2. The National Industrial Recovery Act: The 1933 National Industrial Recovery Act was the federal government’s first attempt to revive the economy as a whole. The bill created the National Recovery Administration (NRA) to stimulate industrial production and improve competition by drafting corporate codes of conduct. The NRA also sought to limit production of consumer goods to drive up prices. Furthermore, the act helped set up the Public Works Administration (PWA) to construct public roads, bridges, and buildings. In accordance with Keynesian economic theories, Roosevelt believed that improving the public infrastructure would put more money into the economy.

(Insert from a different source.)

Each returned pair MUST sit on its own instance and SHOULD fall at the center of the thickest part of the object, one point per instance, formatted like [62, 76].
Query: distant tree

Reforms targeted the causes of the depression and sought to prevent a crisis like it from happening again.
-Examples:
1. FDIC & Back Reform: When Hoover left office, banks were failing everyday across the nation. Roosevelt and Congress immediately passed emergency legislation to solve the banking crisis. FDR closed all nations' banks so that the Federal Reserve could help strengthen them and restore confidence in the banking system. The FDIC (Federal Deposit Insurance Corporation) was created. This meant that the government guaranteed savings deposits for all Americans. This allowed all citizens to trust private banks. When banks failed, Americans were guaranteed that they would not lose all of their savings and prevented future banking "panics".
2. SEC- Stock Market Reform: The SEC (Securities and Exchange Commission) was setup to regulate Wall Street and the stock market exchanges. The agency was created to prevent fraud and abuse in the stock markets by banks and corporations. The agency enforces regulations to protect investors from illegal financial activities by banks and corporations.